Co-defendants Liam Tracey, 35, from Camden, and Charlie Ambrose, 30, from Brighton, were given suspended sentences after pleading guilty to affray.
They will be jailed for eight months if they commit further offences within the next two years.
Ambrose and Tracey previously denied a charge of actual bodily harm and it was left to lie on file, with prosecutors accepting their actions were not motivated by homophobia.
Mr Jones suffered cuts and swelling to his back and head, and bruises all down his body in the assault during his birthday night out on 17 August last year.
He had been celebrating with friends at The Lexington pub in Islington, north London.
The left-wing writer and commentator told the court he had been the subject of an “unrelenting” campaign of abuse by far-right sympathisers, including daily death threats.
Mr Jones said: “I’m an unapologetic socialist, I’m an anti-racist, I’m an anti-fascist and I’ve consistently used my profile to advocate left-wing causes.”

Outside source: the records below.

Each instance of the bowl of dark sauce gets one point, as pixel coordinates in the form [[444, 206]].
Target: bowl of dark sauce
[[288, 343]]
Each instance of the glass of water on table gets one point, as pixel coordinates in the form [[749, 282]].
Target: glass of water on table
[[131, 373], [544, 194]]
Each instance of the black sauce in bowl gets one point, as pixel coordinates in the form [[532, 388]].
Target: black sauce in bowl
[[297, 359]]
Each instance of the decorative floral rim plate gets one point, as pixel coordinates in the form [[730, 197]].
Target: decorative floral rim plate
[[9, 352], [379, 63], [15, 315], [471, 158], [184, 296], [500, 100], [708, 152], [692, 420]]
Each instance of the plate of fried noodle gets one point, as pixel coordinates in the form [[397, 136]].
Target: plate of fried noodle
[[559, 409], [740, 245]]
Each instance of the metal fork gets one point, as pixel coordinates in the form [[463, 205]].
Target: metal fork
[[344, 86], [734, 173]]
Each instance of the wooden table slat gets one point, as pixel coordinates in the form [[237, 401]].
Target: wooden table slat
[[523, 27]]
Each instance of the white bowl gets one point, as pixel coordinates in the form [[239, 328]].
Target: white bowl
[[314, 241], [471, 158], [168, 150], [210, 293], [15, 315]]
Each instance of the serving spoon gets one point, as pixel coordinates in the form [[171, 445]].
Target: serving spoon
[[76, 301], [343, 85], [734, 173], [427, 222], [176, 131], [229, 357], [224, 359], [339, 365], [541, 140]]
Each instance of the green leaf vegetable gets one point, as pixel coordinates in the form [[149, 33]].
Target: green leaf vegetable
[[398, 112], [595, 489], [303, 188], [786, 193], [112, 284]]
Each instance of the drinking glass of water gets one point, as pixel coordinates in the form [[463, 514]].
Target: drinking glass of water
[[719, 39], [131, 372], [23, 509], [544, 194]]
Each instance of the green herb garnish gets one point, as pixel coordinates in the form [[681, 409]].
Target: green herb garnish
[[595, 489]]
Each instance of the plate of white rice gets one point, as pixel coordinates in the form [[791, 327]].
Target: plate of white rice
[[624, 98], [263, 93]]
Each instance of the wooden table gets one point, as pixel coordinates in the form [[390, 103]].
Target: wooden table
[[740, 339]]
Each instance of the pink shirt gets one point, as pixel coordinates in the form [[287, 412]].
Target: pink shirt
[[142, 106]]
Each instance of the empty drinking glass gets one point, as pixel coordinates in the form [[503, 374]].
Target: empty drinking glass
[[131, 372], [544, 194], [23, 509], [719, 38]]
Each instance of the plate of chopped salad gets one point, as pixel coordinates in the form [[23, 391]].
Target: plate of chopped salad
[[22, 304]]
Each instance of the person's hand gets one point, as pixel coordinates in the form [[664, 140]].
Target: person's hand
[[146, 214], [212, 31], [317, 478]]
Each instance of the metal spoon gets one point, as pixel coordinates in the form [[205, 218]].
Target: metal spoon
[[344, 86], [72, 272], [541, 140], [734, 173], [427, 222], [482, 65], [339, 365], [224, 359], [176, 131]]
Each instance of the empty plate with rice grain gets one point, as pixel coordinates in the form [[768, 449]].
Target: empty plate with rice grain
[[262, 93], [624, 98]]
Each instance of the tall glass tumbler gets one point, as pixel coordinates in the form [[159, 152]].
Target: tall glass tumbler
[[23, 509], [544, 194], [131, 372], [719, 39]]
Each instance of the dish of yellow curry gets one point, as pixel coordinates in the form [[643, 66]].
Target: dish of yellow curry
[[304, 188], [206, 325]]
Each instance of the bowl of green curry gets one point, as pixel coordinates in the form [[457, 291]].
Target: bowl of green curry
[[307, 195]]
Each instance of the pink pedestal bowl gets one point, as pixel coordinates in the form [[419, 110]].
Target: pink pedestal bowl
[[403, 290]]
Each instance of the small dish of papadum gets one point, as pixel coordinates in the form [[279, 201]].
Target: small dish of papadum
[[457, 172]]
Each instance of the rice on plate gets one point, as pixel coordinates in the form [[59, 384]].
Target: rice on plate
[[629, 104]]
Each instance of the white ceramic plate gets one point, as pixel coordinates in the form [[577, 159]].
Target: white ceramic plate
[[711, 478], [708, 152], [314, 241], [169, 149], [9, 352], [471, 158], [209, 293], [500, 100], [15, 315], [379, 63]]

He said he had become a “hate figure” for right-wing extremists, adding: “It’s the combination of being left-wing, gay, anti-fascist – that’s everything the far-right hate.”
Last year, The Guardian hired a security team and commissioned a report because of the rising threats against Mr Jones online.
The court heard that Mr Jones published his first book, Chavs: The Demonisation Of The Working Class, in 2011 and landed a job as a columnist with The Independent the following year.
He moved to The Guardian in 2014 and frequently appears on radio and television on programmes.
Following the sentencing, Mr Jones said: “Prison is no solution to the growing threat of far right extremism.
“It is a menace to minorities and the left – far-right extremists and sympathisers have caused far more suffering to others who lack my media platform.
“Those responsible for radicalising far-right extremists include entire mainstream media outlets and politicians, and I hold them personally partially responsible for what happened to me and to others, too.”